Figure majeure de la politique ivoirienne depuis plus 50 ans, Henri Konan Bédié, leader du Parti Démocratique de Côte d’ivoire-Rassemblement démocratique Africain (PDCI-RDA) est mort le 01er Août à Abidjan, à l’âge de 89 ans.
Merci, président Bédié
Président de la république ivoirienne (1993-1999) Henri Konan Bédié tenait encore d’une main de fer les reines de son parti, le PDCI-RDA. Il était aussi l’un des piliers forts de la vie politique du pays. C’est d’ailleurs avec beaucoup d’entrain qu’il préparait les élections municipales et régionales du 2 septembre prochain et le congrès à venir de sa formation politique, en octobre de cette même année 2023. Des étapes décisives pour le PDCI-RDA, dans la perspective l’élection présidentielle de 2025.
Aussitôt sa disparition annoncée, des dizaines de militants de son parti se sont rassemblés dans sa villa du quartier de Cocody. « Je n’arrive pas à y croire. Parce que, avant-hier, j’étais avec lui à Daoukro, on a déjeuné et échangé ensemble, il n’était pas fatigué, il était en pleine forme, on a pris des photos ensemble. On était en train de préparer les élections avec lui, c’est vraiment un coup dur », s’alarme Cyril Yobouet, coordonnateur des mouvements associatifs du PDCI-RDA.
« Je n’y croyais pas, c’est pour ça que je suis venu ici. Nous allons repartir sur le terrain et nous allons demander aux militants de faire en sorte que le PDCI remporte les élections pour rendre ce dernier hommage à notre président », assure pour sa part Innocent Kouamé Kouassi, candidat aux élections municipales dans la ville de Guitry, à 150 kilomètres à l’ouest d’Abidjan.
La présidence de la république ivoirienne, a réagi elle également à cette disparition à la mi-journée, ce mercredi. Dans un communiqué lu par son Secrétaire général, le président du pays, Alassane Ouattara, « rend hommage à son aîné, grand serviteur de l’État, personnalité politique de premier rang et fidèle compagnon du père de la nation ivoirienne Félix Houphouët-Boigny ». Le chef de l’État ivoirien « salue la mémoire d’un grand homme d’État qui avait un amour profond pour son pays, et qui a servi avec dévouement tous les postes qu’il a occupé ».
Un parcours politique atypique…
Né le 5 mai 1934 dans le village de Dadiékro, au centre du pays, N’Zueba (l’enfant de la pluie, en baoulé) a connu une ascension politique rapide. Dans les années 1960, il s’engage auprès du père de l’indépendance, Félix Houphouët-Boigny (le « Vieux »), au PDCI-RDA, alors parti unique.

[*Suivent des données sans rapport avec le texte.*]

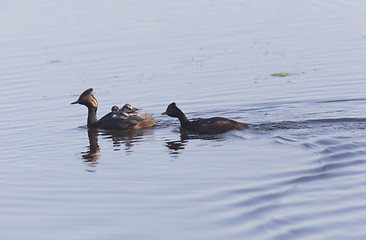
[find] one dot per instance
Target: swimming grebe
(127, 108)
(113, 120)
(214, 125)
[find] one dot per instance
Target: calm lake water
(298, 172)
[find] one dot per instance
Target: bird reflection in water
(127, 138)
(178, 145)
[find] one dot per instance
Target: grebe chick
(214, 125)
(118, 114)
(112, 120)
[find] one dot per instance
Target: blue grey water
(299, 172)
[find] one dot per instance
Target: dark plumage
(113, 120)
(214, 125)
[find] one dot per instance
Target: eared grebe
(127, 108)
(213, 125)
(116, 119)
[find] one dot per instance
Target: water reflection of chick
(185, 136)
(92, 155)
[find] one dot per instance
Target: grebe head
(87, 99)
(129, 109)
(114, 109)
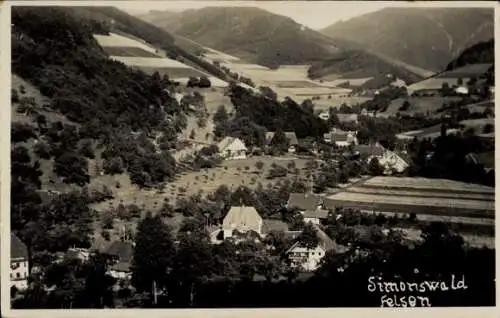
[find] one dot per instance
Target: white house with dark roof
(122, 253)
(341, 138)
(242, 219)
(390, 161)
(309, 259)
(232, 148)
(19, 263)
(293, 142)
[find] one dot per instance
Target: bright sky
(314, 14)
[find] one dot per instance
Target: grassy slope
(255, 34)
(437, 35)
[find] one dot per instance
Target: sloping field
(471, 70)
(429, 194)
(114, 39)
(149, 62)
(477, 124)
(429, 132)
(128, 51)
(215, 82)
(420, 104)
(180, 74)
(437, 197)
(429, 184)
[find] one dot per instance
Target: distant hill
(252, 34)
(480, 53)
(118, 20)
(428, 38)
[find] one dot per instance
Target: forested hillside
(425, 37)
(252, 34)
(480, 53)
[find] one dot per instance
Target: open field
(429, 194)
(214, 81)
(442, 198)
(231, 172)
(179, 74)
(478, 124)
(420, 104)
(435, 202)
(429, 184)
(477, 241)
(129, 51)
(117, 40)
(429, 132)
(471, 70)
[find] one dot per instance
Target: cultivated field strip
(428, 184)
(149, 62)
(114, 39)
(129, 51)
(177, 73)
(406, 208)
(423, 194)
(441, 218)
(416, 201)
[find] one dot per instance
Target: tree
(204, 82)
(153, 254)
(488, 129)
(375, 168)
(280, 141)
(309, 237)
(221, 115)
(72, 168)
(194, 259)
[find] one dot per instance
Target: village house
(19, 264)
(242, 219)
(121, 252)
(232, 148)
(316, 216)
(293, 142)
(324, 115)
(389, 160)
(347, 118)
(341, 138)
(309, 259)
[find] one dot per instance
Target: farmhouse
(389, 160)
(405, 195)
(341, 138)
(242, 219)
(19, 265)
(121, 253)
(309, 259)
(290, 136)
(324, 115)
(304, 202)
(348, 118)
(232, 148)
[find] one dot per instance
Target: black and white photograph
(251, 154)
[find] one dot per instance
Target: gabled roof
(270, 225)
(290, 135)
(239, 216)
(121, 250)
(17, 248)
(231, 143)
(318, 213)
(347, 117)
(370, 150)
(304, 201)
(324, 241)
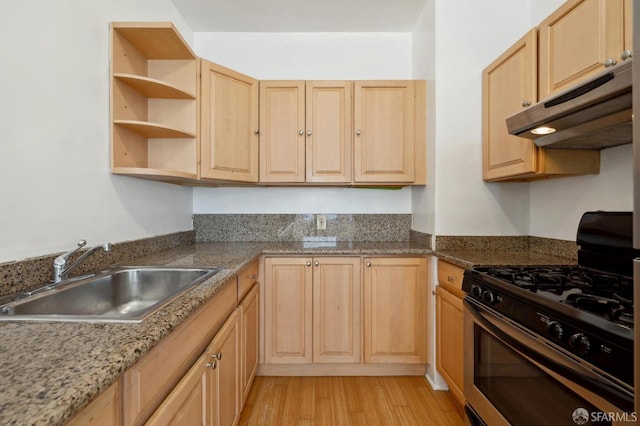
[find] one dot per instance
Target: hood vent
(593, 115)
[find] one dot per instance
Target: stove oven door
(514, 378)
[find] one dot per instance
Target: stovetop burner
(608, 296)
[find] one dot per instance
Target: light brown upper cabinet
(509, 84)
(305, 131)
(395, 310)
(228, 124)
(384, 143)
(581, 38)
(153, 102)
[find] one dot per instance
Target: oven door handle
(612, 392)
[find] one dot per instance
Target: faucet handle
(62, 259)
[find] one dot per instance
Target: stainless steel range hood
(593, 115)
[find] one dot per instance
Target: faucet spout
(60, 268)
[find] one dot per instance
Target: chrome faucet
(60, 268)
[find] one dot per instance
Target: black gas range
(584, 311)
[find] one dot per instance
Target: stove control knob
(476, 291)
(554, 329)
(580, 343)
(490, 297)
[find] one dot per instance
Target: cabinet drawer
(150, 380)
(450, 277)
(246, 279)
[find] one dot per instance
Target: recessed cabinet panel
(384, 127)
(288, 310)
(509, 84)
(579, 39)
(282, 131)
(328, 130)
(395, 310)
(229, 126)
(336, 310)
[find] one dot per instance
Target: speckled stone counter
(50, 371)
(472, 258)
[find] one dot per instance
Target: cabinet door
(329, 134)
(282, 131)
(628, 29)
(336, 309)
(187, 403)
(229, 124)
(450, 341)
(384, 131)
(577, 40)
(288, 310)
(249, 323)
(509, 84)
(223, 356)
(395, 310)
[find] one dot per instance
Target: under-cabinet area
(186, 120)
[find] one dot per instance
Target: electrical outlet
(321, 222)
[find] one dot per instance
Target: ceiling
(300, 15)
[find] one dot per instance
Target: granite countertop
(479, 258)
(51, 370)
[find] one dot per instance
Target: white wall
(467, 39)
(307, 56)
(54, 161)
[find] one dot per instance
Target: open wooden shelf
(155, 40)
(153, 130)
(155, 174)
(152, 88)
(154, 112)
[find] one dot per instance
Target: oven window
(520, 391)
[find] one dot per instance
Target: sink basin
(127, 294)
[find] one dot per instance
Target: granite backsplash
(302, 227)
(30, 274)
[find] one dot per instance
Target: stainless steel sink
(127, 294)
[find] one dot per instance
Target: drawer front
(246, 279)
(450, 277)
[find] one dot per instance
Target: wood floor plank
(349, 401)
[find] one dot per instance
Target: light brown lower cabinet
(312, 310)
(209, 394)
(345, 315)
(450, 328)
(395, 310)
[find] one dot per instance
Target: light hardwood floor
(363, 401)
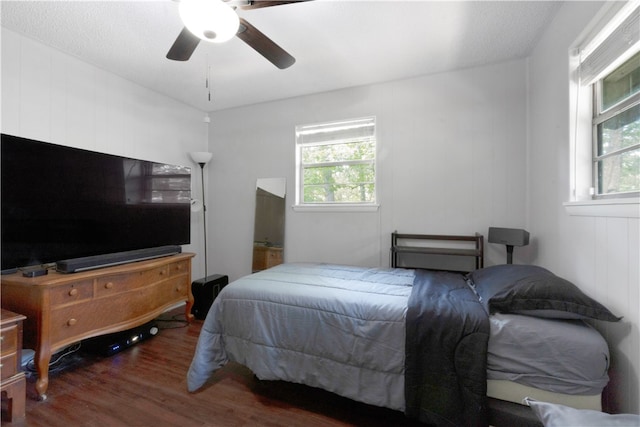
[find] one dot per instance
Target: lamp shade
(209, 20)
(509, 236)
(201, 157)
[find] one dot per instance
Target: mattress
(564, 357)
(342, 329)
(513, 392)
(338, 328)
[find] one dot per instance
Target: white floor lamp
(202, 158)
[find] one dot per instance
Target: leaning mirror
(268, 234)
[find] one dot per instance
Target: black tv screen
(61, 203)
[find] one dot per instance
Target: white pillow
(553, 415)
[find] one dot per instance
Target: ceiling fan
(217, 21)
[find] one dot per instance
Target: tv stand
(62, 309)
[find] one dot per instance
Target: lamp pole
(204, 220)
(202, 158)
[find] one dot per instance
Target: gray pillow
(553, 415)
(534, 291)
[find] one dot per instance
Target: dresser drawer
(110, 285)
(77, 321)
(181, 267)
(9, 365)
(9, 340)
(71, 293)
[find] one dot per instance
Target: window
(616, 130)
(609, 71)
(336, 163)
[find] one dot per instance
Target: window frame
(584, 71)
(600, 116)
(336, 206)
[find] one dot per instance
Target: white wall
(451, 161)
(599, 254)
(53, 97)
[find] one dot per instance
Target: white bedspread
(338, 328)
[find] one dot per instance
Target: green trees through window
(336, 162)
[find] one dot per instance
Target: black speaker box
(204, 291)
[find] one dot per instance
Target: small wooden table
(63, 309)
(13, 383)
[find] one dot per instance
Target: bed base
(507, 414)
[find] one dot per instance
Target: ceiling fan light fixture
(209, 20)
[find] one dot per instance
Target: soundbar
(75, 265)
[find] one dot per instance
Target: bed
(445, 348)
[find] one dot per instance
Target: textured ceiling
(336, 43)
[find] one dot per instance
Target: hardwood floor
(146, 386)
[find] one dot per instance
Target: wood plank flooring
(146, 386)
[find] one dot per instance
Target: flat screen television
(61, 203)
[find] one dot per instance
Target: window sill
(615, 208)
(335, 208)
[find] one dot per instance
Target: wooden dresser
(62, 309)
(13, 383)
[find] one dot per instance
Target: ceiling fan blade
(257, 4)
(184, 46)
(264, 45)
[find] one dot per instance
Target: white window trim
(339, 207)
(580, 201)
(336, 208)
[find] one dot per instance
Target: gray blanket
(446, 352)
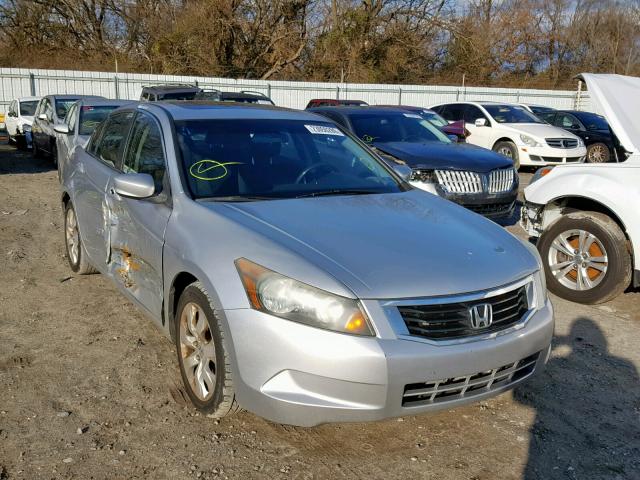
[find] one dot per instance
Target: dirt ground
(89, 388)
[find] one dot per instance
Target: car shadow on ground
(586, 400)
(14, 161)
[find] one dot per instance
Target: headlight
(527, 140)
(424, 176)
(284, 297)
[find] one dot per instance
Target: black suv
(602, 145)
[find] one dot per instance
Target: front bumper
(293, 374)
(545, 155)
(490, 205)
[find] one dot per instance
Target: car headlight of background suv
(284, 297)
(530, 141)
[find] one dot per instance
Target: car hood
(540, 130)
(617, 98)
(436, 155)
(402, 245)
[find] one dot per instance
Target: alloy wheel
(578, 260)
(197, 351)
(72, 236)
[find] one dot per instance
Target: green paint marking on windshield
(210, 170)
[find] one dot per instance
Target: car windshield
(63, 105)
(90, 117)
(27, 109)
(396, 127)
(242, 160)
(511, 114)
(594, 122)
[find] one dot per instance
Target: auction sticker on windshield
(323, 130)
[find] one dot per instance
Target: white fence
(19, 82)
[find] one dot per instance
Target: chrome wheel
(72, 236)
(598, 154)
(578, 260)
(197, 351)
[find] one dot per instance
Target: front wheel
(586, 258)
(509, 150)
(203, 356)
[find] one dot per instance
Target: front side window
(91, 117)
(252, 159)
(63, 105)
(511, 114)
(144, 152)
(396, 127)
(28, 108)
(112, 139)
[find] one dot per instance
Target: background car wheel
(509, 150)
(598, 153)
(76, 254)
(203, 355)
(586, 258)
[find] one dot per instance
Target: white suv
(19, 118)
(586, 216)
(515, 132)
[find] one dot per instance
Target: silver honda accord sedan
(298, 275)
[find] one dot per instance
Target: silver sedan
(298, 275)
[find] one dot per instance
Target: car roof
(171, 88)
(205, 110)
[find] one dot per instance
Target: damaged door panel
(137, 226)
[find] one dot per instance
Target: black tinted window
(113, 138)
(144, 153)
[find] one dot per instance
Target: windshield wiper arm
(336, 191)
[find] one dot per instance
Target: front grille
(501, 180)
(490, 209)
(448, 321)
(453, 181)
(448, 389)
(562, 142)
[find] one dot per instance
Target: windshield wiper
(337, 191)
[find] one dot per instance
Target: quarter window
(144, 153)
(113, 138)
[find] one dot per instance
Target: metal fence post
(32, 84)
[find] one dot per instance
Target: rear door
(93, 173)
(138, 225)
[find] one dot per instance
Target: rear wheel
(509, 150)
(598, 153)
(586, 258)
(203, 356)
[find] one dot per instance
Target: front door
(138, 225)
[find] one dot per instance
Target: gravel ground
(90, 389)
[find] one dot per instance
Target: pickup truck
(585, 216)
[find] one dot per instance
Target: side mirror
(403, 171)
(134, 185)
(62, 128)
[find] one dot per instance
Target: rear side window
(113, 138)
(453, 112)
(144, 153)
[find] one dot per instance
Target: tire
(76, 254)
(608, 261)
(598, 153)
(509, 150)
(202, 347)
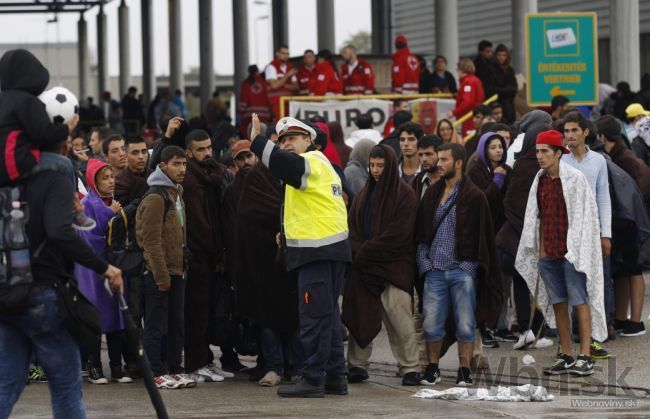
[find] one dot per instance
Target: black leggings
(521, 294)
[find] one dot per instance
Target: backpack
(15, 283)
(121, 246)
(19, 157)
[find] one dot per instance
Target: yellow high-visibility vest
(315, 215)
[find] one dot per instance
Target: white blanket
(583, 245)
(525, 393)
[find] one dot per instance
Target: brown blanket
(386, 254)
(474, 242)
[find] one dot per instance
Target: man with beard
(202, 187)
(131, 183)
(456, 254)
(380, 282)
(428, 157)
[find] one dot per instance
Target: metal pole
(240, 25)
(101, 54)
(206, 49)
(148, 77)
(175, 46)
(519, 10)
(624, 43)
(82, 55)
(125, 47)
(325, 23)
(280, 23)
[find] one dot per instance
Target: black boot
(336, 384)
(302, 388)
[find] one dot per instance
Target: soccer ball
(60, 104)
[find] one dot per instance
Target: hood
(21, 70)
(160, 178)
(361, 151)
(534, 118)
(481, 150)
(93, 167)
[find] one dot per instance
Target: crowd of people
(249, 235)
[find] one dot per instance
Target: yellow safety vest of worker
(315, 215)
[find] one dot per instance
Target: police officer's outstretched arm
(289, 167)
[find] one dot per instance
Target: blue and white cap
(289, 125)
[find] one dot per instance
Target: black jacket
(49, 197)
(22, 79)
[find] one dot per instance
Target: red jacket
(305, 79)
(253, 99)
(361, 81)
(470, 95)
(406, 72)
(326, 80)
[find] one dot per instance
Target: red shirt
(406, 72)
(470, 95)
(359, 81)
(326, 80)
(305, 79)
(553, 214)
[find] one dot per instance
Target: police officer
(315, 237)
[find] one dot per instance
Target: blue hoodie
(481, 151)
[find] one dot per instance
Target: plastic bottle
(16, 240)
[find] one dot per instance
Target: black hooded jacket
(22, 79)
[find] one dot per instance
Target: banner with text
(426, 112)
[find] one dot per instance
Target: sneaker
(543, 343)
(219, 371)
(357, 375)
(118, 375)
(270, 379)
(411, 379)
(597, 351)
(488, 339)
(208, 375)
(431, 375)
(464, 377)
(634, 329)
(184, 380)
(525, 339)
(165, 382)
(620, 325)
(96, 376)
(37, 374)
(504, 335)
(82, 223)
(583, 366)
(563, 364)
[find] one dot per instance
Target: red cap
(552, 138)
(400, 41)
(240, 146)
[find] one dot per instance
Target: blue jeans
(442, 288)
(38, 332)
(279, 346)
(563, 283)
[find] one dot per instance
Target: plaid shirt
(553, 215)
(440, 255)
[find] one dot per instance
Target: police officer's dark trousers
(319, 286)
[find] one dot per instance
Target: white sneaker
(184, 380)
(543, 343)
(207, 374)
(165, 382)
(271, 379)
(219, 371)
(525, 339)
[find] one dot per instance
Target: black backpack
(14, 286)
(121, 246)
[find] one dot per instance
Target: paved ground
(623, 379)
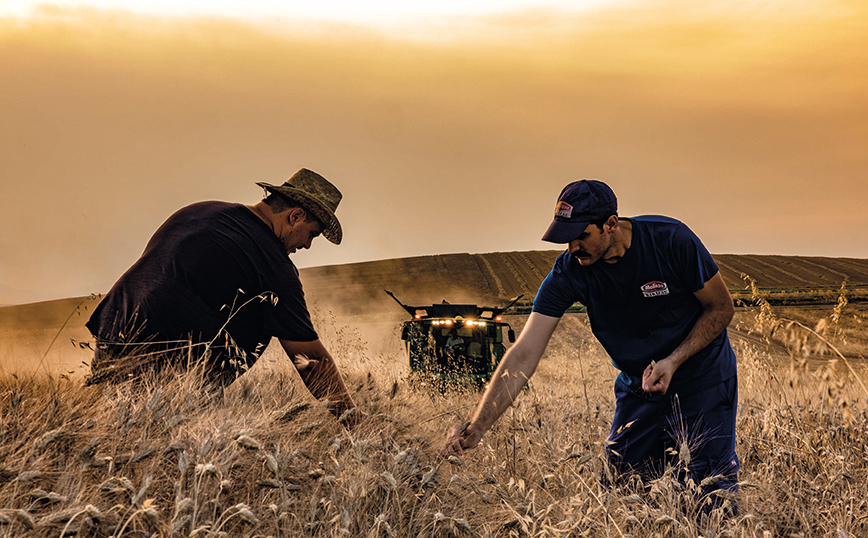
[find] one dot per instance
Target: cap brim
(564, 232)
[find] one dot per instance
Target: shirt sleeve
(289, 319)
(697, 264)
(557, 292)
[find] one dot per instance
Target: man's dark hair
(279, 203)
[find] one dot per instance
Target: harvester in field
(455, 344)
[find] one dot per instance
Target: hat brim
(331, 226)
(564, 232)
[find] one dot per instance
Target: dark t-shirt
(198, 278)
(642, 307)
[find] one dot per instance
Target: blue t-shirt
(642, 307)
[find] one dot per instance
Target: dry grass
(162, 458)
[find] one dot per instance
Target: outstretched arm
(319, 373)
(717, 312)
(514, 370)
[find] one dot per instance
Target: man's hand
(657, 376)
(459, 438)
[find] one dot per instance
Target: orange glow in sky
(746, 120)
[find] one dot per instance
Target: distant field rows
(498, 276)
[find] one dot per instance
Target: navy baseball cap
(580, 203)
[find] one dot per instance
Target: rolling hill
(498, 276)
(47, 333)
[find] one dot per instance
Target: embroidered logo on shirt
(655, 289)
(564, 210)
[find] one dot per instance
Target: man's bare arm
(320, 375)
(514, 370)
(717, 312)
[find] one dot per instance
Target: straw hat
(315, 194)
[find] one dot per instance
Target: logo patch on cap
(564, 210)
(655, 289)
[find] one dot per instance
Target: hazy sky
(448, 129)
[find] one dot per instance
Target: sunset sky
(448, 128)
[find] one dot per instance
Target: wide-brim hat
(315, 194)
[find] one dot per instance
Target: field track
(499, 276)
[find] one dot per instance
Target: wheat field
(164, 457)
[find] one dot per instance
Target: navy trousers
(694, 432)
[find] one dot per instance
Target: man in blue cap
(658, 305)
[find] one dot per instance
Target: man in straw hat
(658, 305)
(215, 284)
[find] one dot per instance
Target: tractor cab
(455, 343)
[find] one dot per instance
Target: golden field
(165, 458)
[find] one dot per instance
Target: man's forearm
(324, 380)
(707, 327)
(506, 383)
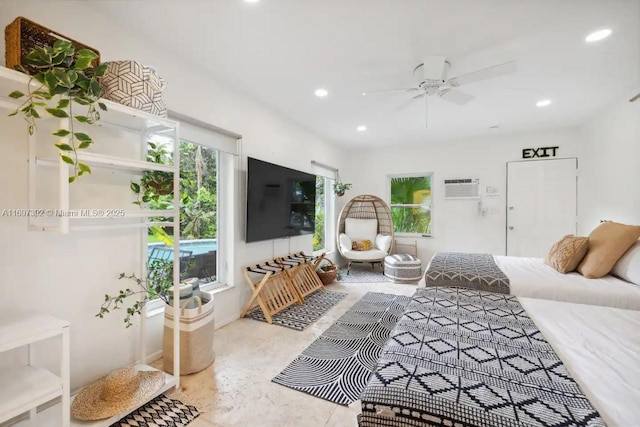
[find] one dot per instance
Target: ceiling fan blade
(433, 67)
(371, 92)
(456, 96)
(426, 112)
(483, 74)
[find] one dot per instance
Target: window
(323, 235)
(411, 203)
(198, 215)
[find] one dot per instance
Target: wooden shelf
(169, 382)
(25, 388)
(111, 162)
(116, 114)
(18, 329)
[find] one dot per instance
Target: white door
(541, 204)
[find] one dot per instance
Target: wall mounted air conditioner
(466, 188)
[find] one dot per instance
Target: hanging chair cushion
(370, 255)
(361, 229)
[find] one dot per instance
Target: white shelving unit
(24, 388)
(135, 122)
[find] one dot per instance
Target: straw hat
(119, 392)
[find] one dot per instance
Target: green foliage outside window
(411, 204)
(318, 235)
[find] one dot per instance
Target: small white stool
(402, 268)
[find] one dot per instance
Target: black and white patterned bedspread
(460, 357)
(476, 271)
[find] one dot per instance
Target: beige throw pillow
(607, 243)
(566, 253)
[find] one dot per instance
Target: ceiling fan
(432, 80)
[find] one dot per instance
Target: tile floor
(237, 389)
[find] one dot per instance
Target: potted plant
(340, 187)
(157, 285)
(63, 75)
(155, 184)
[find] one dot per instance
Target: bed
(528, 277)
(461, 357)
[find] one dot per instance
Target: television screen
(280, 201)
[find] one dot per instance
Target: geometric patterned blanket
(461, 357)
(475, 271)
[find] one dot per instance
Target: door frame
(506, 194)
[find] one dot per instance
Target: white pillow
(383, 242)
(628, 267)
(345, 242)
(361, 229)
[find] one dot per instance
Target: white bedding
(600, 346)
(531, 277)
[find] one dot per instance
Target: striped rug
(337, 365)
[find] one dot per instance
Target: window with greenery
(198, 215)
(319, 237)
(411, 206)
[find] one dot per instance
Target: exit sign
(532, 153)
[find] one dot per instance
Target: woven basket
(22, 35)
(327, 277)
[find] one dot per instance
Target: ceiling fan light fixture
(321, 92)
(598, 35)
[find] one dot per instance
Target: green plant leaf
(55, 112)
(63, 77)
(67, 159)
(58, 58)
(61, 133)
(64, 147)
(101, 70)
(82, 136)
(51, 80)
(87, 53)
(83, 62)
(62, 45)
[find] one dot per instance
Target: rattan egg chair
(365, 218)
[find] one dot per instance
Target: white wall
(67, 275)
(457, 225)
(609, 174)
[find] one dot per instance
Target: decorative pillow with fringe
(362, 245)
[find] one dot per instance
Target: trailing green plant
(64, 74)
(340, 187)
(155, 186)
(157, 284)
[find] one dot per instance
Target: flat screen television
(280, 201)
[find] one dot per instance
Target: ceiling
(280, 51)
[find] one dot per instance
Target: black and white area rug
(337, 365)
(362, 273)
(160, 412)
(300, 317)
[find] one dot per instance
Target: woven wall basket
(134, 85)
(22, 35)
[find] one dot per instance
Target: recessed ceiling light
(321, 93)
(598, 35)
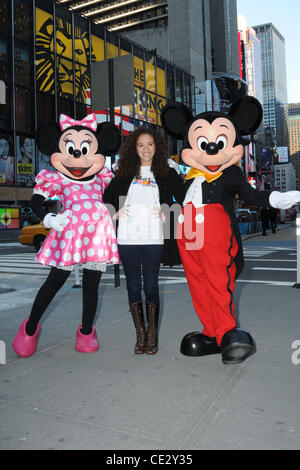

A seulement 26 ans, il devient le premier ambassadeur de Côte d’Ivoire aux Etats-Unis et au Canada, (1961-1966). Il revient au pays où il désigné délégué aux Affaires économiques et financières (1966-1968), puis ministre de l’Économie et des Finances (1968-1977) et enfin président de l’Assemblée nationale (1980-1993) sous la présidence de Félix Houphouët-Boigny. Adoubé par le « Vieux », il assure l’intérim de la présidence de la République, en tant que président de l’Assemblée nationale lorsque celui-ci meurt.
Henri Konan Bédié ne jouit pas du charisme et de l’aura de son prédécesseur et se retrouve rapidement accusé de répression politique et de corruption. Il va exciper l’idée de l’ivoirité, notion selon laquelle pour candidater à l’élection présidentielle, il faute être né d’un père et d’une mère d’origine ivoirienne. Cette notion de l’ivoirité permet notamment d’écarter son principal rival, Alassane Ouattara, à l’élection présidentielle ivoirienne de 1995, scrutin au terme duquel, il est élu avec 96,44 % des suffrages, tous les autres candidats, à l’exception de Francis Wodié (Parti ivoirien des travailleurs), ayant boycotté l’élection à cause de la réforme controversée du code électoral autour de la notion d’ivoirité.
Le mandat du président Bédié est émaillé par de nombreuses crises, économiques et politiques notamment. Une mutinerie dégénère en un coup d’État militaire le 24 décembre 1999 et le président Bédié doit quitter son palais en catastrophe à bord d’un hélicoptère de l’armée française. Robert Guéï s’installe à la Présidence.
Malgré de nombreux autres essais, le Sphinx de Daoukro ne briguera plus la magistrature suprême en Côte d’ivoire.